Panel Calls for Solutions to L.A.'s Severe Urban Problems

LIFE for the underclasses of Los Angeles has not progressed in the quarter of a century between the 1965 Watts riots and the spring 1992 riots, says the state committee investigating the crisis here.

"Poverty, segregation, lack of education and employment opportunities, widespread perceptions of police abuse and unequal consumer services [were] the principal grievances which led to civil disturbances of the 1960s," says a new report by the state Assembly Special Committee on the Los Angeles Crisis. "Little has changed in 1992...."

The findings were released Friday by the 17-member bipartisan committee established in May to collect information and to recommend state actions. The Assembly committee, which held eight hearings, was the only official body to explore the underlying causes of the riots that followed the acquittal of four Los Angeles police officers on charges of beating motorist Rodney King. The riots caused billions in damage and left 51 people dead.

The committee, chaired by Assemblyman Curtis Tucker (D) of Inglewood, found that although the level of despair and poverty in South Central Los Angeles mirrors that of the 1960s, current problems are exacerbated by "an increasing concentration of wealth at the top of the income scale and a decreasing federal and state commitment to urban programs."

The panel cited virtually every grievance listed by the McCone and Kerner commissions that investigated the earlier Watts riots. The committee also stated that recommendations and reforms suggested by the two earlier panels have remained largely unfulfilled.

With the earlier failures - and California's current budget problems - in mind, the panel recommended a broad array of solutions that do not depend on massive government largess. Rather, the panel recommended redistributing existing funds and dramatically altering the ways private businesses operate in urban areas.

The panel called for legislation that would encourage investment in the inner cities by state employee pension funds. And it recommended setting aside state offices to oversee community relations and immigrant affairs.

The panel also called for better consumer-insurance packages and the creation of a state scholarship program that would award grants to high school seniors who provide leadership in ethnic relations.

But the committee has not provided a price tag for its set of recommendations. Nor has it detailed how those recommendations ought to be implemented.

While the Assembly report has not yet been widely distributed, Los Angeles Deputy Mayor Linda Griego reportedly welcomed most of the panel's ideas, while at the same time criticizing its focus on long-term solutions instead of on helping hundreds of businesses that need urgent aid.

One recommendation observers feel will be highly controversial is the call for the creation of a Los Angeles Revitalization Zone Development Authority, a quasi-public financing authority with state-chartered powers to raise capital. The new agency would replace the Los Angeles Community Redevelopment Agency (CRA) in financing the development of riot-torn areas.

Underlining recent criticism of the existing CRA for neglecting inner-city development, the report says that "the very communities that could gain the greatest benefit from the CRA's package of tools are the communities that fear the agency the most."

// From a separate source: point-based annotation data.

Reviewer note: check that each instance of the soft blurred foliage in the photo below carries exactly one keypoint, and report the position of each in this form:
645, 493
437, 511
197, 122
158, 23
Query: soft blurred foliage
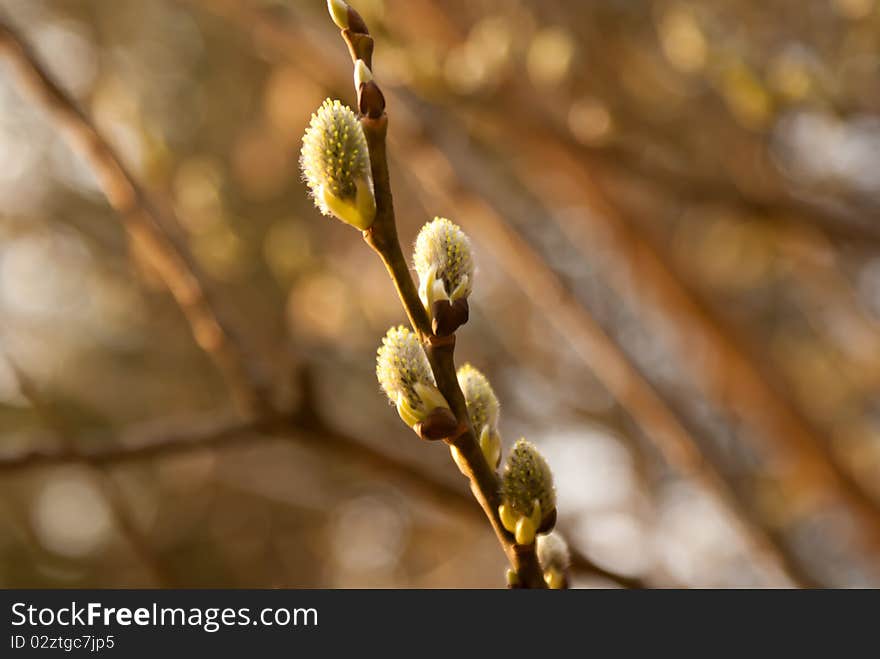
740, 139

The report notes that "nothing proposed by this committee will cost Californians as much as another crisis in Los Angeles," but it adds that "the current [state] fiscal crisis may limit the state's ability to support some of our recommendations."

Entitled "To Rebuild is Not Enough," here are some of the report's other recommendations:

* Establish a crisis-claims-resolution panel for one year to ensure timely and fair resolution of insurance claims in L.A.

* Create a strategic economic plan to identify the state's economic strengths and weaknesses and plot a course for future growth.

* Increase the number of minority judges on the Los Angeles County Superior Court.